Jacuś nadal jest maleństwem/szaleństwem, tylko w większej skali. Skacze wyżej, biega szybciej, sprawniej się wspina. Po moich plecach na głowę, po firankach pod sufit, po ręcznikach by pewnie móc się pohuśtać. Atakująca agama, tygrys, lotopirz. Rodeo na kolegach usiłuje uprawiać zawodowo, i jest w tym usiłowaniu uparty niemożliwie. Upodobanie do pieczywa nadal ma duże, tylko teraz jest wyciągana torebka z chlebaka, zrzucana na kafle podłogi i tam są odprawiane tańce-szarpańce. Kilka razy zostawiłam mu torebkę z pieczywem tak zmaltretowaną, że dla ludzia zawartość już się nie nadawała.  Po tańcach zasypiał słodko z łepkiem na kajzerce czy rogaliku. Trzeba pilnować,  by  chlebak był zamknięty. Po za tym Jacuś jest słodki, choć jego pieszczoty bywają bolesne.

Powyżej opisałam z całym obiektywizmem na jaki mnie stać aktualną ogólną sytuację. Przeciętną ostatnich dni.

A teraz szczególnie piszę, bardzo serio piszę, że jeśli taka noc atrakcji jak ostatnia się powtórzy, to może się nie skończyć na trzepaniu futer.
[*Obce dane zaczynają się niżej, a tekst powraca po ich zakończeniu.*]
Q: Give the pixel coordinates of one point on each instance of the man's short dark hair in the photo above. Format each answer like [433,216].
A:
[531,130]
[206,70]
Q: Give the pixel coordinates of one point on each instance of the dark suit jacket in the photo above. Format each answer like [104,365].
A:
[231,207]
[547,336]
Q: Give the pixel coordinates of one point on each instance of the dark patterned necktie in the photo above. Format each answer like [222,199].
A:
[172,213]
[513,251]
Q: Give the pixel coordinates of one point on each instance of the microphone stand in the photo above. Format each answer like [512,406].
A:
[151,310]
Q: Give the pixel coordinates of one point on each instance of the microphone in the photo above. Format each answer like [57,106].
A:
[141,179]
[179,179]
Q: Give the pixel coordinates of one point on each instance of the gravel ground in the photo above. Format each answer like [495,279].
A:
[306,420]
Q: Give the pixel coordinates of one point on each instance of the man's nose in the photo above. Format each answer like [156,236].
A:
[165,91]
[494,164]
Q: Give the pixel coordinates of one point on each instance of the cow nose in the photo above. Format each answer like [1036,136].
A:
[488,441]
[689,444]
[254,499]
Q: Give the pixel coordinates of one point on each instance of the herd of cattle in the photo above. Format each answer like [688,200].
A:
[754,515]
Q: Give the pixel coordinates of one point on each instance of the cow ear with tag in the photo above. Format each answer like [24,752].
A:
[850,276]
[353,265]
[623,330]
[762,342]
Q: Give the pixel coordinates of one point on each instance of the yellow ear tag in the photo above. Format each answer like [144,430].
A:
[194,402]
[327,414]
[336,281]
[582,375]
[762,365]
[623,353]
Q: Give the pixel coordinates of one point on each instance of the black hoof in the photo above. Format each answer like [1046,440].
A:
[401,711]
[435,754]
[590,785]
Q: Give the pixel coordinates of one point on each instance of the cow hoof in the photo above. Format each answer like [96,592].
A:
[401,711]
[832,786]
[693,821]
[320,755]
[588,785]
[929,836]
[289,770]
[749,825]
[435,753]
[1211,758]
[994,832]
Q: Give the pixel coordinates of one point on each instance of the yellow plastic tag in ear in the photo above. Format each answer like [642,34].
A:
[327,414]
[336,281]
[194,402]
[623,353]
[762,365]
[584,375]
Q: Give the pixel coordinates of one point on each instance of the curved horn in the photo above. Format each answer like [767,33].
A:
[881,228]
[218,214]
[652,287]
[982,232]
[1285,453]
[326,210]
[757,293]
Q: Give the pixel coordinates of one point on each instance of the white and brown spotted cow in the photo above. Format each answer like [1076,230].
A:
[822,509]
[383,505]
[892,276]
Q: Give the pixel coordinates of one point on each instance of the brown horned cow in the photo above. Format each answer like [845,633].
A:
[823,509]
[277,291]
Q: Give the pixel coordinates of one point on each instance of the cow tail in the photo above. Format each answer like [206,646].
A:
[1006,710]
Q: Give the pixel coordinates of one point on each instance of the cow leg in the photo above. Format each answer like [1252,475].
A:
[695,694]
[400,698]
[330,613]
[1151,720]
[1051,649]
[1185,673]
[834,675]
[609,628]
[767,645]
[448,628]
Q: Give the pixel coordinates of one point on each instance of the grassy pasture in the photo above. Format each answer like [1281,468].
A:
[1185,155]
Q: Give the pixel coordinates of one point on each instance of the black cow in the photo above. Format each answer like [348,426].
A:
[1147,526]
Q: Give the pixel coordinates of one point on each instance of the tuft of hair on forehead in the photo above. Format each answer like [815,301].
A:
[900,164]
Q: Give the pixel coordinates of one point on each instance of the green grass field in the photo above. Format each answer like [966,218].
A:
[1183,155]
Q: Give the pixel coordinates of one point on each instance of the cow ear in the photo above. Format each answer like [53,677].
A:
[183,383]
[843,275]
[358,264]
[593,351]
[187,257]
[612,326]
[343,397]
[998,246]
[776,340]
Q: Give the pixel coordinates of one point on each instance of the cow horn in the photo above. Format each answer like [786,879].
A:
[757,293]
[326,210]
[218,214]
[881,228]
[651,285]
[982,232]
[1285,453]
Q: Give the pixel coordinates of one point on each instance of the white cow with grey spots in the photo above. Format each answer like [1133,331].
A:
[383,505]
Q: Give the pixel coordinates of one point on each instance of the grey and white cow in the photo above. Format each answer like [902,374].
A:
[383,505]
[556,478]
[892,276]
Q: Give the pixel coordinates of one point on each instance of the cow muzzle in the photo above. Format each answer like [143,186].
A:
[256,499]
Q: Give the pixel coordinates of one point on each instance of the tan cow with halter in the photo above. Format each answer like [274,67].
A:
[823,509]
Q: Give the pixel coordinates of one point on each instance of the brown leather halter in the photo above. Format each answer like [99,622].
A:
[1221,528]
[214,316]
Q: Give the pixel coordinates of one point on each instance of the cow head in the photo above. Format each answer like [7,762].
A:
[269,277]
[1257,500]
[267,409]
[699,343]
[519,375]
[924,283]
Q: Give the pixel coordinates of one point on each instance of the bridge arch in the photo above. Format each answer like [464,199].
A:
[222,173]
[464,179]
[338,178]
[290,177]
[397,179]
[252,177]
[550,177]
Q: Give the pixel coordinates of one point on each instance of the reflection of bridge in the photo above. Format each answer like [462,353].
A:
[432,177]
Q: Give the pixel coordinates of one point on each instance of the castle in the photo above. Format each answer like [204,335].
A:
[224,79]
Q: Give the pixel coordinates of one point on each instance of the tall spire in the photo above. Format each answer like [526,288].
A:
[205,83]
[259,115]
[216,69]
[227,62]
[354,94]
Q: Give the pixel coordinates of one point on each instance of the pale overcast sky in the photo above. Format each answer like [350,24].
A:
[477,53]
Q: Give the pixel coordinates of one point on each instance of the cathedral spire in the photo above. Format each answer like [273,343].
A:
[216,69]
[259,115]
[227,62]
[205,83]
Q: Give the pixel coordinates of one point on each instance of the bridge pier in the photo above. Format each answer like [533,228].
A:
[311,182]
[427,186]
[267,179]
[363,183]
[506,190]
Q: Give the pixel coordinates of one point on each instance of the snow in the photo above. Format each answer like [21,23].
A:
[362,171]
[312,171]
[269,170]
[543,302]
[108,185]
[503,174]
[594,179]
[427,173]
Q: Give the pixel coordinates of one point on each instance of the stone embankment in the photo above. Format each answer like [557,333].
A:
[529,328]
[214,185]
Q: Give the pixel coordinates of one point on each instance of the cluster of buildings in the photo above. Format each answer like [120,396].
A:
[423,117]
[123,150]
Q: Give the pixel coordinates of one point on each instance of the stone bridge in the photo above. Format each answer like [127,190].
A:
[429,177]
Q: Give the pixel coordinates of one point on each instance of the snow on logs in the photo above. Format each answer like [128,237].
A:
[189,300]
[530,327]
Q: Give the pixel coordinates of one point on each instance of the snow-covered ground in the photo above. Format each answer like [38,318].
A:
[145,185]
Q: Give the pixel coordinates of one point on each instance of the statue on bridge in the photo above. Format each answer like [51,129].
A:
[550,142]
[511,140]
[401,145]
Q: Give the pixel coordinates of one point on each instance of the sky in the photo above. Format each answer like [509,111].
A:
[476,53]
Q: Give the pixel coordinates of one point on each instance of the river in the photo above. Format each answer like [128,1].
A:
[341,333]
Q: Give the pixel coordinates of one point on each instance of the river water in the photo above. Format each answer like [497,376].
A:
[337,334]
Będzie albo rzeź, albo wyrzucenie z chałupy,  kto wie czy nie przez okno. CZY FUTRA TO SŁYSZĄ?!!!!

Spałam w nocy godzinę, bo zostałam  brutalnie obudzona awanturą na linii Jacuś-Lisina. Potem była awantura na linii Gacuś-Feluś.  Może nie dojedzone? Dostały jeść, pić i oczyszczone dodatkowo kuwety.
Powtórka awantur w tej samej kolejności. Wyprosiłam z pokoju awanturnych kawalerów, zabrałam prowodyra Jacusia do siebie. Zasnął błyskawicznie i słodko. Za to Lisina przez resztę nocy tłukła się do drzwi. Wpuściłam na kwadrans, który spędziła na próbach skoku na firankę, darciu ryja, wspinaczce po firance, skakaniu po regałach i mojej głowie. Świerszcz był w pokoju. Wyprosiłam i świerszcza i Lisinę, znów zaczęła się dobijać. Łojciec przespał to wszystko, reszta też dała spokój - tylko Ruda Małpa robiła pokazówkę. Taka fajna noc to była. Idę odespać i tym razem będę lać, jeśli zacznie się powtórka.

CZY FUTRA SŁYSZĄ?!!! SPOKÓJ MA BYĆ!!!

Ponieważ moich futer chwilowo mam po dziurki w nosie, obraz życzeniowy. Cyganka-Romanka śpi, lwy mają się odpieprzyć.



Dobranoc. Pięknych snów sobie i Tobie. Może takich? Jean Henri Rousseau malował te sny, ostatni - dosłownie ostatni, i w poście i malarskiej twórczości celnika-emeryta, ten ze śpiącą w lewym rogu obrazu kobietą, ponad sto lat temu. W roku 1919.
A ten poniżej sobie rezerwuję do śnienia. R.R. pisała











4 komentarze:

  1. Mła kocha obrazki Celnika, swoich kotów za to nie kocha. Odbija im jak Twoim! :-/

    OdpowiedzUsuń
  2. Już była próba szaleństw/awantur. Duet się produkował. Na razie uspokoiłam pogadanką grożącą. Ale z łóżka mnie wyciągnęły, jeszcze nie zasnęłam a teraz chyba mi tak łatwo nie pójdzie. Adrenalinę mi napompowały, cholery awanturne.

    OdpowiedzUsuń
  3. Obrazki takie soczyste i czyste aż oczy bolą, świat idealny.
    Koty nie odpuszczają, oj biedna Ty.

    OdpowiedzUsuń
  4. Oj, nie odpuszczają. Ani mnie ani sobie nie odpuszczają.